Blob Input/Output

Blob Input

The Blob Input tool reads all files matching a path with a wildcard pattern, and transforms them into a series of fields of Binary type (blobs). The tool writes two output fields: FILENAME and CONTENTS. This is useful for transporting data contained in a set of files, such as sending it to a web service.

Blob Input tool configuration parameters

The Blob Input tool has a single set of configuration parameters in addition to the standard execution options.

Parameter	Description
Input file	A full or relative path with a wildcard-pattern indicating which files to read. It may contain wildcards in any position. Example: `f:\data\\dbf\.*.`
File splitting	Determines how the input data is split: Don't split: complete files are read and sent to binary fields. A file that is larger than Max bytes per blob is skipped and a warning issued. Byte size: files are split when they reach Max bytes per blob. Line count: files are split at end-of-line markers (which are included in the data). The split point occurs when either Max bytes per blob or Line count is reached, whichever comes first.
Max bytes per blob	The largest allowable blob, in bytes. The minimum value is 4096. The maximum value corresponds to the maximum binary field size (currently 10MB).
Line count	If File splitting is Line count, the maximum number of lines that may be placed into a single blob.
Produce file name field	If selected, the file name will be output as a record field.
Output full path	If Produce file name field is selected, optionally outputs the entire path to the record file name field.
Output URI path	If Output full path is selected, express path as a Uniform Resource Identifier (URI).
Field name	If Produce file name field is selected, name of the column to be used for the file name. This is optional and defaults to `FILENAME`.
Field size	If Produce file name field is selected, size of the field to be used for the file name. This is optional and defaults to `255`.

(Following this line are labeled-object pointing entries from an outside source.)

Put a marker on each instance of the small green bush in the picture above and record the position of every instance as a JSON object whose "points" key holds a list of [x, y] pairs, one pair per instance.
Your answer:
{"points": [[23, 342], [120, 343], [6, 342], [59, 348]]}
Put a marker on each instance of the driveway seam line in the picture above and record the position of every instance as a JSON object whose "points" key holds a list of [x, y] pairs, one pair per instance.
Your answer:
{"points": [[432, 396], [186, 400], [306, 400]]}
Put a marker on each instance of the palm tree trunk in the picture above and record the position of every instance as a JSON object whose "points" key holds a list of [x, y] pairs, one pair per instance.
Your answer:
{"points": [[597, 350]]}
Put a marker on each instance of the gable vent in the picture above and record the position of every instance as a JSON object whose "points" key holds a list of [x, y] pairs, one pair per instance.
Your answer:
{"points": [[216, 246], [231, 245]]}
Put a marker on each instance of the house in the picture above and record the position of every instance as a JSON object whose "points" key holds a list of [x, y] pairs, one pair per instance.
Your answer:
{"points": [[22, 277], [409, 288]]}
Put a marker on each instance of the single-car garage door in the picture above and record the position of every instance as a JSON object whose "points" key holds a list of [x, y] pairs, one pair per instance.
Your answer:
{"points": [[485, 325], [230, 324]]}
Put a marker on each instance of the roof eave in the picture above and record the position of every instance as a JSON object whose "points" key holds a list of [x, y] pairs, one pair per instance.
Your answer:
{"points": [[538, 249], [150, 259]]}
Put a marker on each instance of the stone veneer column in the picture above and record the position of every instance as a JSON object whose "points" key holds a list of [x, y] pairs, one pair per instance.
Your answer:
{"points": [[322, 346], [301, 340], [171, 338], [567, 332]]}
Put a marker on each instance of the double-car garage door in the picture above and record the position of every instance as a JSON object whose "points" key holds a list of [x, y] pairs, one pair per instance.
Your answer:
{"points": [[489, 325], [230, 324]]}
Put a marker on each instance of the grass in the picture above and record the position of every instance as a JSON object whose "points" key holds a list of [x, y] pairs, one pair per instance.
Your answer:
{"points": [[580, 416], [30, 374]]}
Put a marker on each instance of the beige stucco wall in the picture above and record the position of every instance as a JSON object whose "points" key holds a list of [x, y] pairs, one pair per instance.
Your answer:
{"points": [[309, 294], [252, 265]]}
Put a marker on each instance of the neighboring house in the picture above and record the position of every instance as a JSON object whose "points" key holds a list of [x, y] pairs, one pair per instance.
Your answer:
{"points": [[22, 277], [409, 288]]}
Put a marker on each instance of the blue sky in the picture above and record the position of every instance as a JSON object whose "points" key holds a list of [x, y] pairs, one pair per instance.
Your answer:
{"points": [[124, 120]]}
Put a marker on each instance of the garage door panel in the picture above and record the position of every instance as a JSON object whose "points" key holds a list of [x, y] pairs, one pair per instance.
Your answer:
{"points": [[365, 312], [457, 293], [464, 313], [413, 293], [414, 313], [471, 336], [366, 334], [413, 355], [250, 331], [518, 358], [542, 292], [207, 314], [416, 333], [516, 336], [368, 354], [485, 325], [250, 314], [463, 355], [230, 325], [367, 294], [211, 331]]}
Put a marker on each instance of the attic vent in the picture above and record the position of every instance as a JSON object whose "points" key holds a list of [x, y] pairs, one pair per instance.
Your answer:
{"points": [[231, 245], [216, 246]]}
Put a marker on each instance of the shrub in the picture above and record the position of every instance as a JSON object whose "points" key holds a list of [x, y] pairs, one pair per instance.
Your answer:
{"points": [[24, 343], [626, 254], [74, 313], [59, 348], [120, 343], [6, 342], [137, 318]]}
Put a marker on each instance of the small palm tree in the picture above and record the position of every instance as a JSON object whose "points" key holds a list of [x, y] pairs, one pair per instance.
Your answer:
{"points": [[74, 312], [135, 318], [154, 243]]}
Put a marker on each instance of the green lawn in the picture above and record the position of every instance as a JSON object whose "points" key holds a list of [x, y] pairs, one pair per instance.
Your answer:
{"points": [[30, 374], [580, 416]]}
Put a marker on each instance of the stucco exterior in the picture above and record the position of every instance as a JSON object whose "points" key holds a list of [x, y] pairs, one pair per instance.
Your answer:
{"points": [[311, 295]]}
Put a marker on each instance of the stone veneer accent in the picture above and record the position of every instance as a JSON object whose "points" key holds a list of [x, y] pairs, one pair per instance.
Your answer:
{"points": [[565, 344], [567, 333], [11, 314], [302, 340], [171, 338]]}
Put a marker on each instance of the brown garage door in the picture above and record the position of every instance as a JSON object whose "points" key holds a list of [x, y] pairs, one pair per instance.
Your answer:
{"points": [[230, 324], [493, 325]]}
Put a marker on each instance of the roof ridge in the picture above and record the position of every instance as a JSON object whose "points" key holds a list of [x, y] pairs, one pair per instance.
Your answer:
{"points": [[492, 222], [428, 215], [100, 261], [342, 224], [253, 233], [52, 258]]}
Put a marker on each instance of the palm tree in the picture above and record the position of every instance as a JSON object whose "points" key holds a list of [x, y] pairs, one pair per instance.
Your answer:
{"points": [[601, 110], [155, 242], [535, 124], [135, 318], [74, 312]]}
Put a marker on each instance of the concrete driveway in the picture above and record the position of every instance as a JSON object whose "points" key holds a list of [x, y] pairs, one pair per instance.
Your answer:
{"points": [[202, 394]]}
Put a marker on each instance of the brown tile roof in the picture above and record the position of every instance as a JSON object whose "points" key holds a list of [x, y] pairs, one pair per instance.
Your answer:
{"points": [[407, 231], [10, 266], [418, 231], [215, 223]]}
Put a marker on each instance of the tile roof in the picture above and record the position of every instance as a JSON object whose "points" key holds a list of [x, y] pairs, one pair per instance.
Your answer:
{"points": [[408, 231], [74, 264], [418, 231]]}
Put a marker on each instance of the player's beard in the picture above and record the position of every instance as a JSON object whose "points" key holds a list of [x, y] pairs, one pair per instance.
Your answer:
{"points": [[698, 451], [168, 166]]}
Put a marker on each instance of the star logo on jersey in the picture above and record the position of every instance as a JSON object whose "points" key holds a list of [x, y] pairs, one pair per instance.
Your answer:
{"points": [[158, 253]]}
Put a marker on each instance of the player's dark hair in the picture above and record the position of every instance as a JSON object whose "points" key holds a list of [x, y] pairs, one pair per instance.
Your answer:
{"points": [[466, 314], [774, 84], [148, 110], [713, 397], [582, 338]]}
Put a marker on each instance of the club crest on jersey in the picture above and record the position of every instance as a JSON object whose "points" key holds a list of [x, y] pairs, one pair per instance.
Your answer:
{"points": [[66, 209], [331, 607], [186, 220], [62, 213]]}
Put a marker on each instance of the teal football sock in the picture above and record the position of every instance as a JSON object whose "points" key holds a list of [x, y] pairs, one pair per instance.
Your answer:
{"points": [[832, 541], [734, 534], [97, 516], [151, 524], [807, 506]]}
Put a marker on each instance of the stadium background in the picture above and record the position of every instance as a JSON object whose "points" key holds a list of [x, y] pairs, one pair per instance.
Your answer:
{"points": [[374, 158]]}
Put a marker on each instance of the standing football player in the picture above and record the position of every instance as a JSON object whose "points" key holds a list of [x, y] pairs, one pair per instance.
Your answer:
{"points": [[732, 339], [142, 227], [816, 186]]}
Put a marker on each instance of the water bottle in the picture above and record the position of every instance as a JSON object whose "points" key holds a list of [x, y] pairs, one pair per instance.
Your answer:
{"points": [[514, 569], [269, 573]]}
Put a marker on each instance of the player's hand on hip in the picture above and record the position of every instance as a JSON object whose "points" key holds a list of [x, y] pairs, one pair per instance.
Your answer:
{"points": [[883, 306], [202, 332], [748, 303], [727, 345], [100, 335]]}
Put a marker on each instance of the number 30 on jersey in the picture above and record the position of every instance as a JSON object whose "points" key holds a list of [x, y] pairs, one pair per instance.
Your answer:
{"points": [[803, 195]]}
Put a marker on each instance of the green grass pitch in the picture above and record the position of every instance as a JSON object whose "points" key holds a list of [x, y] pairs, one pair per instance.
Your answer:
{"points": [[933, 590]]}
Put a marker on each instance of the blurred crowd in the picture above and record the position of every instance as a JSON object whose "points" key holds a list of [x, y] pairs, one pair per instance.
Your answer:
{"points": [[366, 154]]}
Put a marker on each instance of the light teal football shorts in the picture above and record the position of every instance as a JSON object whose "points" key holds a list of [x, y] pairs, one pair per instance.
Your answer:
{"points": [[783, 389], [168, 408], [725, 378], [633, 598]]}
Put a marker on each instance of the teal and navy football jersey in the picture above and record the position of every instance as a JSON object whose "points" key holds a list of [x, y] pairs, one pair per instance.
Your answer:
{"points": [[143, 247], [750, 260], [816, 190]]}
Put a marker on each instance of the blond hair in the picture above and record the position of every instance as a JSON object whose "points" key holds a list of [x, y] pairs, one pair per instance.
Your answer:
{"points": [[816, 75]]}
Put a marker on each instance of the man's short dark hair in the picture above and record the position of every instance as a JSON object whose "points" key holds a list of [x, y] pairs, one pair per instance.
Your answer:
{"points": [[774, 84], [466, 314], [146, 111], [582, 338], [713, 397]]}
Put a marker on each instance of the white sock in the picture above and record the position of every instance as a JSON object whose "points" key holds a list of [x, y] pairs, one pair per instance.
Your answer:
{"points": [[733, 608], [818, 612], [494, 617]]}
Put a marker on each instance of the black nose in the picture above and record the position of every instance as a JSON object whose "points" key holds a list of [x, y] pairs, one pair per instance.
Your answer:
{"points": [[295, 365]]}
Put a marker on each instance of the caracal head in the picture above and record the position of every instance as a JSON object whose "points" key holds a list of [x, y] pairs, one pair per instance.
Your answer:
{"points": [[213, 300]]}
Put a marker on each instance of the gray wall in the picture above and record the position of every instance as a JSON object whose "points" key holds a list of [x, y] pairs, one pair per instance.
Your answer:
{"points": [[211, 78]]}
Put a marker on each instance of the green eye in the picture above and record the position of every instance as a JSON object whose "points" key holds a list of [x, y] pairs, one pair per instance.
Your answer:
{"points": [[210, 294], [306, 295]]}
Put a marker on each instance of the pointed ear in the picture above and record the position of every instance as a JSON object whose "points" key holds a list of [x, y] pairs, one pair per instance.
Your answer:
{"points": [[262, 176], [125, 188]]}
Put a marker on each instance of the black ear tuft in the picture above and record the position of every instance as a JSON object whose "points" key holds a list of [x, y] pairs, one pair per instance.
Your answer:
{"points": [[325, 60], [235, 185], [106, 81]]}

Configure the Blob Input tool

Select the Blob Input tool.
Go to the Configuration tab.
Specify a full or relative path with a wildcard-pattern indicating which files to read.
Optionally, specify File splitting:
- Don't split: complete files are read and sent to binary fields. A file that is larger than Max bytes per blob is skipped and a warning issued.
- Byte size: files are split when they reach Max bytes per blob.
- Line count: files are split at end-of-line markers (which are included in the data). The split point occurs when either Max bytes per blob or Line count is reached, whichever comes first.
If File splitting is set to Line count or Byte size, you may specify Max bytes per blob or accept the default setting.
If File splitting is set to Line count, you may specify Max lines per blob.
To include the name of the input file as a new field, you may select Produce file name field and specify a Field name and Field size. Select Output full path to include the complete file specification. This can be useful when reading a wildcarded set of files. Select Output URI path to express the complete file specification as a Uniform Resource Identifier.
Optionally, go to the Execution tab and Enable trigger input, configure reporting options, or set Web service options.

The Blob Input tool produces Binary data. If the input data is text, you can use a Calculate tool downstream of the Blob Input tool and assign the function DecodeTextBytes(binary_field, "code_page_name") to a new text field

Blob Output

The Blob Output tool accepts an input with two fields, FILENAME and CONTENTS, and writes these to a series of output files.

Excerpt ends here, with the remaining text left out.